Por Ana Gabriela Quiñones
Madrid era el escenario lógico para esta primera entrevista como periodista de viajes en formación: “conocer de mano de la oficina de turismo local el trabajo de promoción del destino”, era la consigna.
Mi fascinación por esta ciudad va desde su encanto hasta su pluriculturalidad y la forma en que miles de turistas, y residentes, la recorremos cada día. Pero había algo que faltaba en esta idea: emoción y propósito —elementos esenciales para esta autora.
“Vivo en Madrid, pero… No soy de aquí”
Fue la sentencia que condujo esta entrevista a su propósito: un viaje emocional de regreso a mi cuidad natal, aquella que sentía haber abandonado 8 años atrás cuando dejé Venezuela. Pero este acto va más allá del cariño; es un intento por saldar esa deuda, prestándole mi voz a través de estas líneas.

La conexión: Más Valencia
Por una cuestión de coherencia y convicción personal, decidí ir a quienes, por puro amor y una convicción aún mayor, trabajan ante el silencio institucional por mantener viva la Valencia que alguna vez fue del rey y que hoy sucumbe ante una crisis que atraviesa la ética y la vida cotidiana.
Fue Eduardo Monzón, fundador de Más Valencia, organización civil sin fines de lucro que realiza visitas guiadas de interpretación patrimonial y actividades culturales, quien, inmediatamente y sin dudarlo, entendió que ambos queremos lo mismo: dar visibilidad a la ciudad. Me contactó con Rebeca Figueredo, coordinadora del equipo y quien, casualmente —o no—, también está viviendo en Madrid.

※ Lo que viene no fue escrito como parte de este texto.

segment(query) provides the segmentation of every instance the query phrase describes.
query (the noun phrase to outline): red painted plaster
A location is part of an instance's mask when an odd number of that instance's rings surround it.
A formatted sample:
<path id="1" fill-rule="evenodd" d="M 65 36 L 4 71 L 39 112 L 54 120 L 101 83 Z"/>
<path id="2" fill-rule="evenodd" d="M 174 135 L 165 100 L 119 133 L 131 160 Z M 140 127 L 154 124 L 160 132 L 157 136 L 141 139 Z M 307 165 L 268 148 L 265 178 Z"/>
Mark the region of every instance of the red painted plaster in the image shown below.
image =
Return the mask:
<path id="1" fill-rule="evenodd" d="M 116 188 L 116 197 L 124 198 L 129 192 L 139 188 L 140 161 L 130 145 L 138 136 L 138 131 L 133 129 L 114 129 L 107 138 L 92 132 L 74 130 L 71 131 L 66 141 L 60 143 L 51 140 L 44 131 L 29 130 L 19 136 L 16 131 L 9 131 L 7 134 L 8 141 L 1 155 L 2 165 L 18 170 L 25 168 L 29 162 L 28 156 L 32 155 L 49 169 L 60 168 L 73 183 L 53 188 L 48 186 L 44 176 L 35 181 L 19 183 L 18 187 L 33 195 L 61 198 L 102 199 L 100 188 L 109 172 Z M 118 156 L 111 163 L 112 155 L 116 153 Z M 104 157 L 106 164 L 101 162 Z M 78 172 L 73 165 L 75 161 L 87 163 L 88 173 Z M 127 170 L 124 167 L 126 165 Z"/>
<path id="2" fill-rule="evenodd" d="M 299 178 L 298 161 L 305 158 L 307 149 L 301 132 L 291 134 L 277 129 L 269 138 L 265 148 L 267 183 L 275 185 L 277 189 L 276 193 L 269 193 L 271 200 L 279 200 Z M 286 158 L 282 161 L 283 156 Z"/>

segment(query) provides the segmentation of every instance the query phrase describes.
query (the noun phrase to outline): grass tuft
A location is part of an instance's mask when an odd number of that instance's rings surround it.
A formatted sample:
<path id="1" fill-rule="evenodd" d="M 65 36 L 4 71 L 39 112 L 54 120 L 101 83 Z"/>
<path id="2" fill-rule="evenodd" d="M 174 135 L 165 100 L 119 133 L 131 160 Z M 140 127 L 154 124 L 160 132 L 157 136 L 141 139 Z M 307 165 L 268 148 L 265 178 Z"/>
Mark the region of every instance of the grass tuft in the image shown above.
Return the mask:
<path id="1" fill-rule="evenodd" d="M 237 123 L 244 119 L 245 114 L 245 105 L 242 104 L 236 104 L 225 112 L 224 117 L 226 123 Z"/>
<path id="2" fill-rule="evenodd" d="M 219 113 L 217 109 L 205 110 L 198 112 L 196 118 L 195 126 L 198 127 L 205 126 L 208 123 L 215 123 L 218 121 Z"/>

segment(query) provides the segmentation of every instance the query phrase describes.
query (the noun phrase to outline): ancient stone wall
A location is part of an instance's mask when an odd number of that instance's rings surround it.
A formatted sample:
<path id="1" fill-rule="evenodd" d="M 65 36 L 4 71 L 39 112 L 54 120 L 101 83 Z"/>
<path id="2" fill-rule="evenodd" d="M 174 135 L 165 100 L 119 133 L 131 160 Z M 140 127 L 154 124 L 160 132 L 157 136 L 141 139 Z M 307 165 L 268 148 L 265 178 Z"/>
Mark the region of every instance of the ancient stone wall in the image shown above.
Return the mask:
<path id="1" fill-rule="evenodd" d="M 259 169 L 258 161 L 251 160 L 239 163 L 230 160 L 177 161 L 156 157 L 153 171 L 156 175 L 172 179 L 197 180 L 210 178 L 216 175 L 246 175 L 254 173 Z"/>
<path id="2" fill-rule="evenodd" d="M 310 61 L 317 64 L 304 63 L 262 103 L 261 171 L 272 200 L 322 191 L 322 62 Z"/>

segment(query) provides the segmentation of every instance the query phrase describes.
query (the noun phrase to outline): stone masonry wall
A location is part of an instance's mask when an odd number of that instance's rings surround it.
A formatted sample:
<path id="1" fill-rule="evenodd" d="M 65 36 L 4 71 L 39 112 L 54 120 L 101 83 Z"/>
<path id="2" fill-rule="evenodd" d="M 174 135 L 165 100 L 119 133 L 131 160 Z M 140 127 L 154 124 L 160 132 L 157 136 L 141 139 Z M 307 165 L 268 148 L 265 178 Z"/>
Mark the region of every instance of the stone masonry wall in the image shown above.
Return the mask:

Desde el primer momento, la conversación fluyó con la naturalidad que carateriza las charlas de dos valencianas que se encuentran lejos de su ciudad para hablar de ella, como si estuviéramos cumpliendo un pequeño acto de justicia emocional.
Sembrar identidad en tierra herida
“Nosotros construimos identidad”, me dijo Rebeca. Y en su voz no había pretensión, sino fe. Fe en que la identidad es ese hilo invisible que, a través de la emoción, nos conecta con un lugar, aunque no hayamos nacido allí. “Si no tienes sentido de pertenencia —añadió—, eres como una persona prestada”, un personaje de relleno en tu propia ciudad, no un protagonista de su historia. Aunque, también lo que Más Valencia busque sea justamente que te sientas como un turista en tu propia ciudad, tal como manifiesta Rebeca sentirse cuando fotografía una y otra vez la misma calle, buscando una historia diferente que contar.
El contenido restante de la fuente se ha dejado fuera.